WASHINGTON (CN) – Digging its teeth into plans for the already delayed Mountain Valley Pipeline, the D.C. Circuit appeared critical Monday of a glaring hole in the government’s environmental research.
Critical to this morning’s hearing, the Federal Energy Regulatory Commission signed off on 300-mile pipeline after determining that the daily transportation and burning of 2.4 billion cubic feet of natural gas would generate 48 million metric tons of carbon dioxide downstream emissions every year.
The National Environmental Policy Act requires federal agencies to consider “reasonably foreseeable” environmental impacts of projects they approve, but the commission did little to probe the downstream effects here.
U.S. Circuit Judge David pressed FERC attorney Lona Perry in particular Monday for arguing that downstream effects are not “reasonably foreseeable” because the end destination of the gas remains unknown. where the gas will go after it is shipped out.
“What difference does it make who the downstream customers are,” Tatel asked.
One of three judges presiding over his morning’s hearing, Tatel called it realistic to assume that “every molecule” of gas will be burned once shipped.
Tatel was critical of the challengers as well Monday for not making the downstream impacts a bigger part of their petition.
Benjamin Luckett, an attorney with the group Appalachian Mountain Advocates, appeared to focus his argument primarily on whether the government established necessity to assert eminent domain over land for the pipeline in West Virginia and Virginia.

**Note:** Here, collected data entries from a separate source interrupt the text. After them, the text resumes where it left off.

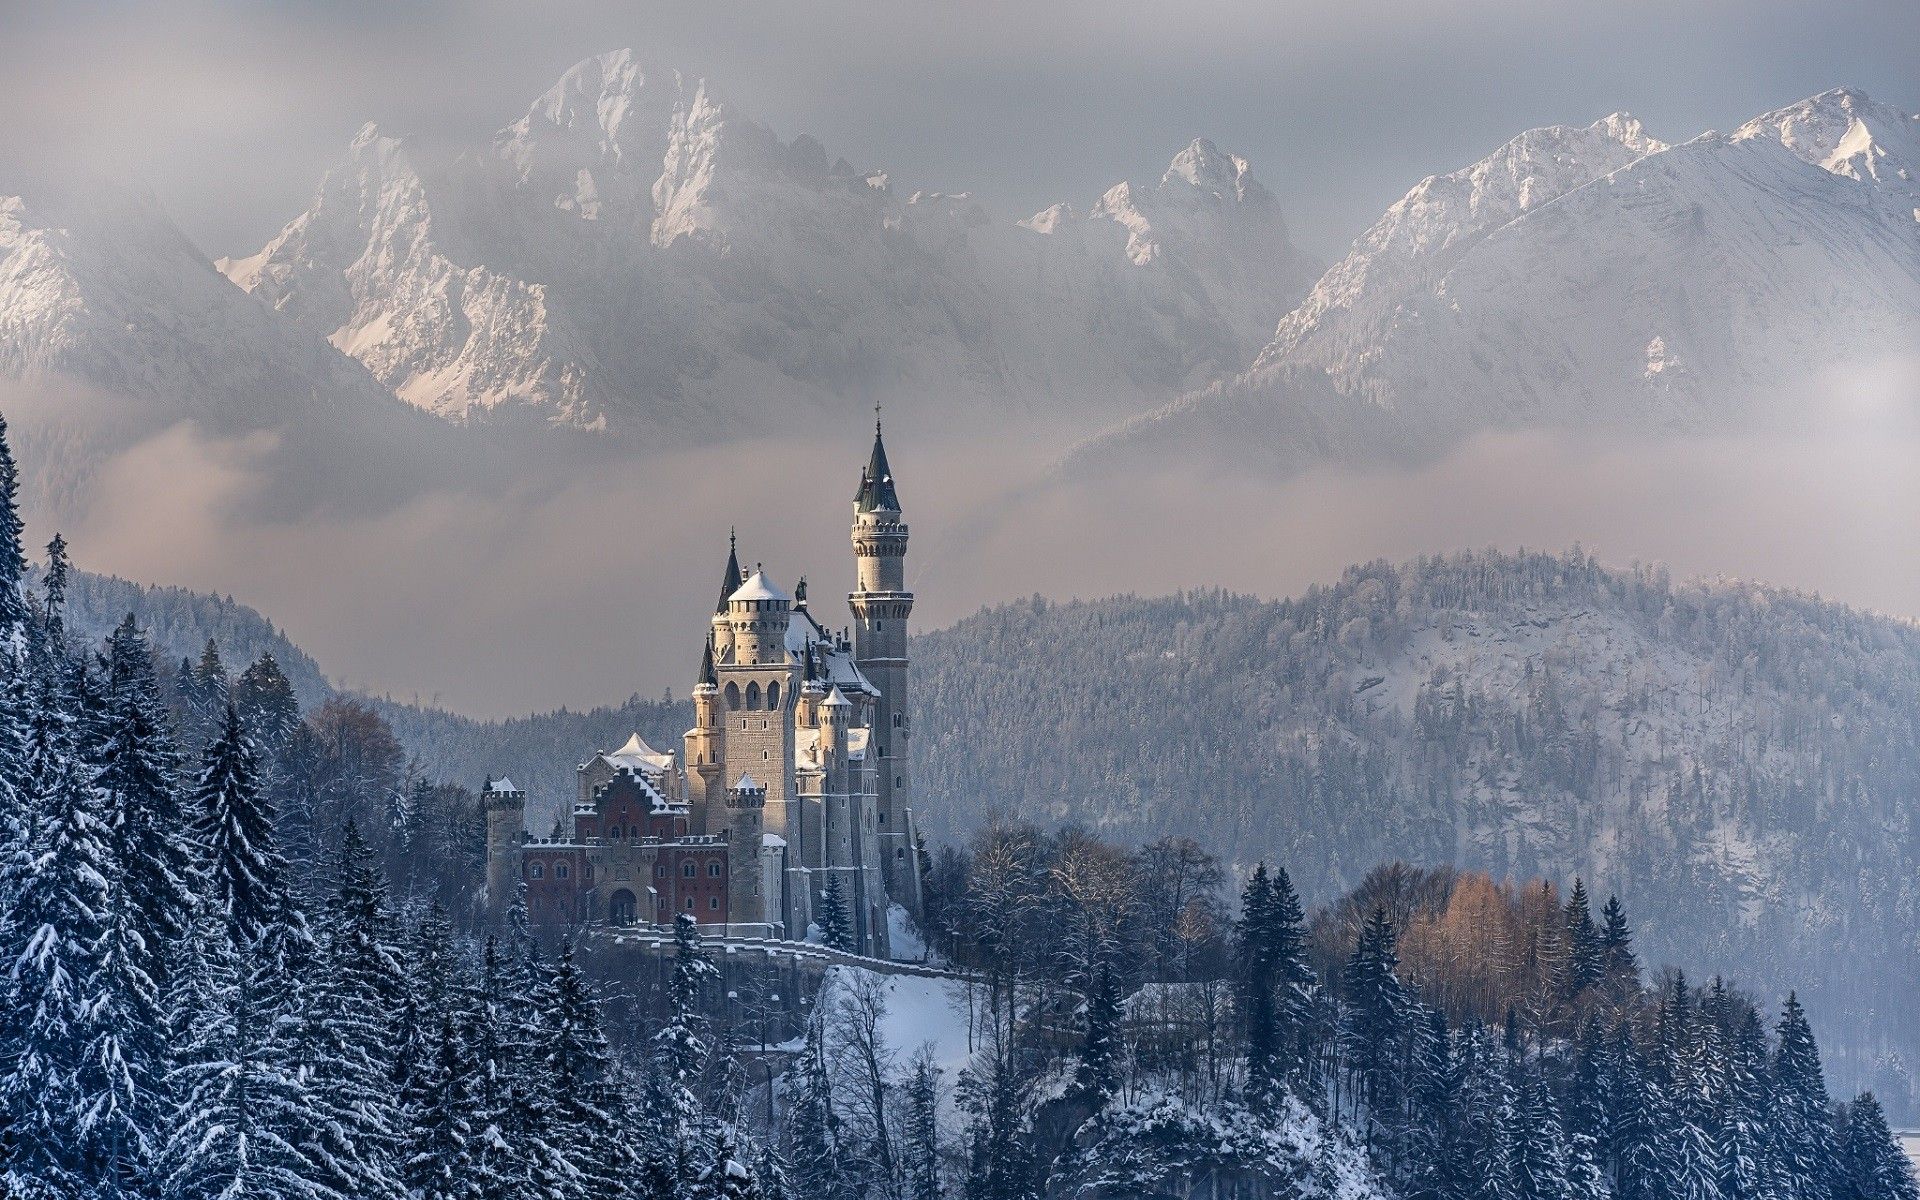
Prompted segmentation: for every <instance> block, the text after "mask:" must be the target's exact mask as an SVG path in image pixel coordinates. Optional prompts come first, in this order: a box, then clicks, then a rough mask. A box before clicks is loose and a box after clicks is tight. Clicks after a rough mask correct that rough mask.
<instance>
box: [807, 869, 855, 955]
mask: <svg viewBox="0 0 1920 1200" xmlns="http://www.w3.org/2000/svg"><path fill="white" fill-rule="evenodd" d="M816 924H818V925H820V943H822V945H824V947H828V948H829V950H851V948H852V924H851V920H849V918H847V893H845V889H843V887H841V881H839V874H829V876H828V883H826V887H822V889H820V918H818V922H816Z"/></svg>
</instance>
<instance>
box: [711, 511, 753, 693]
mask: <svg viewBox="0 0 1920 1200" xmlns="http://www.w3.org/2000/svg"><path fill="white" fill-rule="evenodd" d="M745 582H747V576H745V574H741V570H739V541H737V538H735V536H733V530H728V532H726V570H722V572H720V599H718V603H714V618H712V632H710V634H708V641H710V643H712V649H714V655H718V660H720V662H732V660H733V626H732V624H730V620H728V599H730V597H732V595H733V593H735V591H739V586H741V584H745Z"/></svg>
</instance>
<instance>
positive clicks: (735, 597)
mask: <svg viewBox="0 0 1920 1200" xmlns="http://www.w3.org/2000/svg"><path fill="white" fill-rule="evenodd" d="M791 599H793V597H791V595H787V593H785V591H781V589H780V588H774V584H772V582H770V580H768V578H766V572H760V570H756V572H753V574H751V576H747V582H745V584H741V586H739V589H737V591H733V595H730V597H728V601H730V603H732V601H791Z"/></svg>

Joined by U.S. Circuit Judges David Sentelle and Gregory Katsas, however, Judge Tatel noted that the commission established market needs by pointing out that gas-shipping companies have already bought contracts for the pipeline.

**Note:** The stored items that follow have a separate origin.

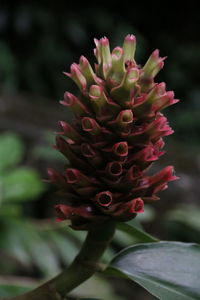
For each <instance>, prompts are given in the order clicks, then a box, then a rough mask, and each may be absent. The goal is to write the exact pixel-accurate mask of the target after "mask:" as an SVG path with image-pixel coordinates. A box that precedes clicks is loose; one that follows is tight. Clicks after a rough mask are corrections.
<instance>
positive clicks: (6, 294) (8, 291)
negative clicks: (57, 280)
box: [0, 277, 38, 297]
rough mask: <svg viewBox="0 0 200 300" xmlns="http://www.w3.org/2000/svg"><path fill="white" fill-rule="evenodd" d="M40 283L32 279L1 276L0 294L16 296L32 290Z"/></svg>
mask: <svg viewBox="0 0 200 300" xmlns="http://www.w3.org/2000/svg"><path fill="white" fill-rule="evenodd" d="M36 285H38V283H36V282H35V281H34V280H32V279H27V278H18V277H14V278H12V277H9V278H7V277H0V296H1V297H14V296H17V295H21V294H23V293H25V292H28V291H29V290H32V289H33V288H34V287H35V286H36Z"/></svg>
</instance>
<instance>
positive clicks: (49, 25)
mask: <svg viewBox="0 0 200 300" xmlns="http://www.w3.org/2000/svg"><path fill="white" fill-rule="evenodd" d="M174 4H175V3H173V2H172V3H170V2H159V3H158V4H157V3H156V2H155V3H154V2H148V3H145V2H143V1H137V2H131V3H129V2H124V3H123V2H122V3H119V4H117V3H115V4H112V5H111V4H110V5H107V4H106V5H105V4H104V5H103V4H102V5H101V4H100V2H99V3H93V4H92V5H89V6H86V4H80V3H78V2H76V1H74V2H73V3H68V1H56V2H55V1H54V2H53V4H51V3H50V2H49V1H44V0H43V1H25V0H23V1H15V2H14V3H12V1H1V2H0V132H1V133H2V134H3V133H5V132H14V133H17V134H18V136H19V137H20V138H21V139H22V141H23V143H24V145H25V149H26V151H25V155H24V159H23V162H22V163H21V164H22V165H23V164H24V165H28V166H30V167H31V168H33V169H35V170H36V171H37V172H38V173H39V174H40V176H41V177H42V178H46V168H47V166H51V167H58V166H62V160H61V159H60V157H58V156H57V155H56V154H55V153H54V152H53V150H52V151H51V150H50V144H51V143H52V142H53V139H54V137H53V132H54V131H56V130H57V121H58V120H67V119H70V118H71V115H70V114H69V112H68V111H67V110H65V108H62V107H60V105H59V104H58V100H60V99H62V97H63V93H64V92H65V91H66V90H68V91H74V84H73V83H72V82H71V81H70V80H69V79H68V78H66V77H65V76H64V75H63V74H62V71H69V67H70V64H71V63H72V62H77V61H78V59H79V57H80V56H81V55H85V56H86V57H87V58H88V59H89V60H90V61H91V62H92V63H94V62H95V60H94V57H93V48H94V43H93V38H94V37H96V38H101V37H102V36H107V37H108V38H109V39H110V44H111V48H114V47H115V46H117V45H121V44H122V42H123V38H124V36H125V35H127V34H128V33H132V34H135V35H136V37H137V41H138V46H137V53H136V60H137V62H139V63H141V64H144V63H145V61H146V60H147V58H148V56H149V55H150V54H151V53H152V51H153V50H155V49H159V50H160V55H161V56H162V57H163V56H167V57H168V58H167V60H166V61H165V67H164V69H163V70H162V71H161V72H160V74H159V75H158V77H157V80H158V81H159V82H160V81H165V82H166V83H167V89H168V90H174V91H175V95H176V98H178V99H181V101H180V102H179V103H178V104H177V105H176V106H172V107H170V108H168V109H167V110H166V111H165V114H166V115H167V116H168V118H169V120H170V124H171V126H172V128H173V129H174V130H175V134H174V135H173V136H170V137H168V138H167V139H166V141H167V146H166V149H167V150H168V152H167V154H166V155H165V157H164V158H162V159H161V160H160V163H159V164H160V165H159V164H158V165H159V166H158V167H157V168H159V167H161V166H164V165H167V164H169V165H171V164H172V165H175V168H176V170H177V175H178V176H180V177H181V179H180V181H179V182H176V183H172V184H171V185H170V188H169V190H168V191H167V192H164V193H163V196H161V201H160V202H159V203H158V204H156V205H155V206H154V213H155V217H154V218H153V220H151V221H150V222H149V223H148V221H146V222H145V223H144V227H145V229H146V230H147V231H149V232H151V233H153V234H156V235H157V236H159V238H161V239H164V238H165V239H177V240H183V241H194V239H195V238H196V239H197V240H196V241H197V242H198V241H199V239H198V238H197V237H196V235H195V234H190V233H188V232H189V230H186V229H184V230H183V227H182V228H180V224H179V223H176V222H175V221H174V222H175V223H176V224H175V223H173V224H172V223H171V225H170V226H169V224H168V223H167V221H164V220H165V216H166V214H167V213H168V212H169V211H171V212H172V213H173V211H174V210H175V209H177V207H178V209H179V208H180V209H182V211H184V212H185V213H186V215H187V208H182V207H183V205H185V206H184V207H188V205H191V206H192V207H193V206H195V207H196V206H197V211H198V209H199V183H200V182H199V172H200V154H199V146H200V139H199V135H200V84H199V83H200V72H199V69H200V39H199V36H200V22H199V10H198V9H197V7H196V6H195V5H193V4H192V1H191V2H187V4H181V5H180V6H177V7H175V6H174ZM0 159H4V158H0ZM52 192H53V189H52V187H49V186H48V187H47V188H46V190H45V192H44V193H42V194H41V195H40V196H39V197H37V199H34V200H35V201H34V202H30V203H29V204H28V205H27V204H25V205H23V209H24V210H23V211H24V213H25V214H26V216H30V217H34V218H36V219H44V218H49V217H52V216H53V211H52V207H53V203H54V197H57V196H52V195H53V194H52ZM189 216H190V214H189V213H188V216H187V217H188V218H189ZM184 218H185V217H183V218H182V219H184ZM179 221H180V220H179ZM182 221H183V220H182ZM166 224H167V225H166ZM177 224H179V225H177ZM172 225H173V226H172ZM184 226H185V225H184ZM15 272H16V271H15ZM126 288H127V287H126V286H125V287H124V290H123V286H122V294H123V293H125V294H126V292H125V290H126ZM135 289H138V293H141V292H140V290H139V288H136V287H135ZM129 290H130V291H131V287H130V286H129ZM130 293H131V292H130ZM142 295H143V296H141V297H143V298H141V299H152V298H151V297H150V296H148V294H142ZM127 297H128V293H127ZM129 297H130V296H129ZM145 297H146V298H145ZM126 299H128V298H126ZM130 299H133V298H130ZM135 299H139V294H138V297H136V298H135Z"/></svg>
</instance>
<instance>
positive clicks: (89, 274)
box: [12, 221, 115, 300]
mask: <svg viewBox="0 0 200 300" xmlns="http://www.w3.org/2000/svg"><path fill="white" fill-rule="evenodd" d="M114 231H115V223H114V222H110V221H109V222H104V224H103V225H101V226H100V227H97V228H94V229H92V230H90V231H89V232H88V235H87V237H86V240H85V242H84V243H83V246H82V248H81V250H80V252H79V254H78V255H77V256H76V258H75V259H74V261H73V262H72V264H71V265H70V266H69V267H68V268H67V269H66V270H64V271H63V272H62V273H60V274H59V275H57V276H56V277H55V278H53V279H51V280H50V281H48V282H46V283H44V284H43V285H41V286H40V287H38V288H36V289H35V290H33V291H31V292H28V293H26V294H24V295H21V296H17V297H15V298H12V300H62V299H64V297H65V296H66V294H67V293H69V292H70V291H71V290H73V289H74V288H75V287H77V286H79V285H80V284H81V283H82V282H84V281H85V280H87V279H88V278H90V277H91V276H92V275H93V274H94V273H95V271H96V265H97V263H98V261H99V259H100V258H101V256H102V254H103V253H104V251H105V250H106V248H107V247H108V245H109V243H110V241H111V239H112V237H113V234H114ZM38 255H39V254H38Z"/></svg>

Judge Katsas agreed that shippers are “putting skin in the game” with the current contracts.
“There are buyers,” Sentelle said. “They are creating a demand for that gas,”

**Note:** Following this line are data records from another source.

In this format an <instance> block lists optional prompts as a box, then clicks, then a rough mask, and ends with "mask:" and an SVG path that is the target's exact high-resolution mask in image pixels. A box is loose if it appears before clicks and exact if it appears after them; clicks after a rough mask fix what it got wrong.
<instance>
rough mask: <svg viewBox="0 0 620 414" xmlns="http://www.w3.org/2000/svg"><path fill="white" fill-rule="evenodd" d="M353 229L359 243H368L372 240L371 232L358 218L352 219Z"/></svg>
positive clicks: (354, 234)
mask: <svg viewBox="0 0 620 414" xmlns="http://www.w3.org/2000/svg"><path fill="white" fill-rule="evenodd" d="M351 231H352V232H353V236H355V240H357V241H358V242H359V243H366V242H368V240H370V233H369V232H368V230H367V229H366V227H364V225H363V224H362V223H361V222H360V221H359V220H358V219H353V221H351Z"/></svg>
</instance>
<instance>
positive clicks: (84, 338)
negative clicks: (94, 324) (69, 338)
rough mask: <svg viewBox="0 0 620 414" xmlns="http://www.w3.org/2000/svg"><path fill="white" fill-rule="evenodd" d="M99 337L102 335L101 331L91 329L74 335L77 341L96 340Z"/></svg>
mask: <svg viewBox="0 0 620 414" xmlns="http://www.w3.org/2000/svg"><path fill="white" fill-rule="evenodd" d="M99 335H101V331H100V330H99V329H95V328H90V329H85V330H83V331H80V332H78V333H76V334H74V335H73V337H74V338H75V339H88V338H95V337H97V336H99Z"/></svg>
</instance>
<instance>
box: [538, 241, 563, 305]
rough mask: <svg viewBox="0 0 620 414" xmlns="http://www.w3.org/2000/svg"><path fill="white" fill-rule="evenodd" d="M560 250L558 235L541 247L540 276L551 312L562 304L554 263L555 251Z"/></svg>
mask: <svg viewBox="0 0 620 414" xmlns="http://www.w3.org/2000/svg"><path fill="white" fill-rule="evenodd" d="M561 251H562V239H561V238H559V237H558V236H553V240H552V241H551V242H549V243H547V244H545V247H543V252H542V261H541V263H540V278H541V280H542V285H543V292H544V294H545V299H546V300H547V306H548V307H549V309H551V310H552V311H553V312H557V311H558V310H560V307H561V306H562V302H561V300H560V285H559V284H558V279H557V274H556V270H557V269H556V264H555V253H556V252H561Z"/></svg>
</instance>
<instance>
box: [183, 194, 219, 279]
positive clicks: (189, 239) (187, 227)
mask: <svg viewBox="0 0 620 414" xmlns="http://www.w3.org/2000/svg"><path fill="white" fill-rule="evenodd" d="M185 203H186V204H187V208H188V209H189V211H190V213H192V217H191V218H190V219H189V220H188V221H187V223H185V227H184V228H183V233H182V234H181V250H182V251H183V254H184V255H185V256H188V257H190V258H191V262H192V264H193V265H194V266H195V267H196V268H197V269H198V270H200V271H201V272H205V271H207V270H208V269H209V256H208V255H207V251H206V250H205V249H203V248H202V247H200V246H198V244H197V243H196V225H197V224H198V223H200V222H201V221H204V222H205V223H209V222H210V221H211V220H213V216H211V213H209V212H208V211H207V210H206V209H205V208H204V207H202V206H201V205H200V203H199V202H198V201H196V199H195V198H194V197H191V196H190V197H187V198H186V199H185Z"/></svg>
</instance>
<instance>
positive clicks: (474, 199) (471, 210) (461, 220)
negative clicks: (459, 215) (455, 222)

Submitted to the FERC for approval almost four years ago, the Mountain Valley Pipeline was projected to be in use by this year and is already greatly behind schedule.
Vying to keep construction on track, FERC attorney Perry told the D.C. Circuit this morning that another factor that adds to uncertainty over downstream pollution is the offset in emissions that customers can expect from the pipeline displacing alternative fuel sources like coal.